Lorsqu’il sombre dans la dépression, le brigadier-chef La Mola cherche de l’aide autour de lui. Il laisse au service de soutien psychologique opérationnel (SSPO), chargé d’aider les policiers en détresse, « un message qui est à ce moment-là de désespoir ». Un appel au secours comme une bouteille à la mer d’un homme - un flic - qui va mal. Très mal : « Je suis littéralement au fond du trou », raconte une décennie plus tard l’ancien de la BAC, décrivant « un état pitoyable », « sous antidépresseur », avec « vingt kilos en trop... »
Trois mois après son message adressé au SSPO, un psychologue le rappelle. Un délai de réaction « suffisant à beaucoup de flics pour se suicider », à ses yeux.
De son expérience de près de trois décennies passées dans la police, Marc La Mola a tiré une série de livres - dont « Le sale boulot, confessions d’un flic à la dérive » et « Un mauvais flic », tous deux sortis chez Michalon, en 2012 et 2014. Dans le premier, l’ancien brigadier-chef nous plonge « dans des endroits sordides » et « des commissariats miteux » - « un voyage dont personne ne sortira indemne » selon la présentation de l’éditeur. Dans le second, il dénonce « l'état de déliquescence de la police nationale » avec sa « politique du chiffre », ses « prime[s] au mérite », ses « syndicats corrompus », ses « locaux insalubres » et son « manque d'effectifs »...

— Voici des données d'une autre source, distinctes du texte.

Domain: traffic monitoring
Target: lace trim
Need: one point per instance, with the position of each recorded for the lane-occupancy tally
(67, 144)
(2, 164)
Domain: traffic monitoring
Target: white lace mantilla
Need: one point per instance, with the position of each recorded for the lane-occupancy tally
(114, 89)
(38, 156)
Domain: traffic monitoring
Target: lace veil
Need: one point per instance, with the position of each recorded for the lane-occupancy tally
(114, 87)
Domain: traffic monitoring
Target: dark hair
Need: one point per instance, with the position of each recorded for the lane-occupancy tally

Si cette histoire a fini dans les librairies, elle a en revanche laissé peu de traces dans les archives de son ex-employeur : elle se résume à un chiffre noyé dans un rapport du ministère... pas même publié.

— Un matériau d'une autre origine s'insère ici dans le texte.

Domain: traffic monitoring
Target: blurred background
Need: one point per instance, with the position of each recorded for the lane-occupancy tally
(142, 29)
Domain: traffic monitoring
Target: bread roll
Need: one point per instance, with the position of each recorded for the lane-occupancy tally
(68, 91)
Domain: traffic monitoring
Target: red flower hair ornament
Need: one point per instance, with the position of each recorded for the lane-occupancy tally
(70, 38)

Cette omerta du ministère de l’Intérieur est illégale : pour les organisations de plus de 300 salariés, les bilans sociaux doivent être produits chaque année. D’après l’article L311-1 du code des relations entre le public et l’administration, ces documents doivent par ailleurs être rendus publics. Les informations qu’ils compilent permettent de connaître la situation sociale dans les entreprises et les organisations tenues de les produire. Pourtant, il faut le constater, place Beauvau, ils sont passés sous silence.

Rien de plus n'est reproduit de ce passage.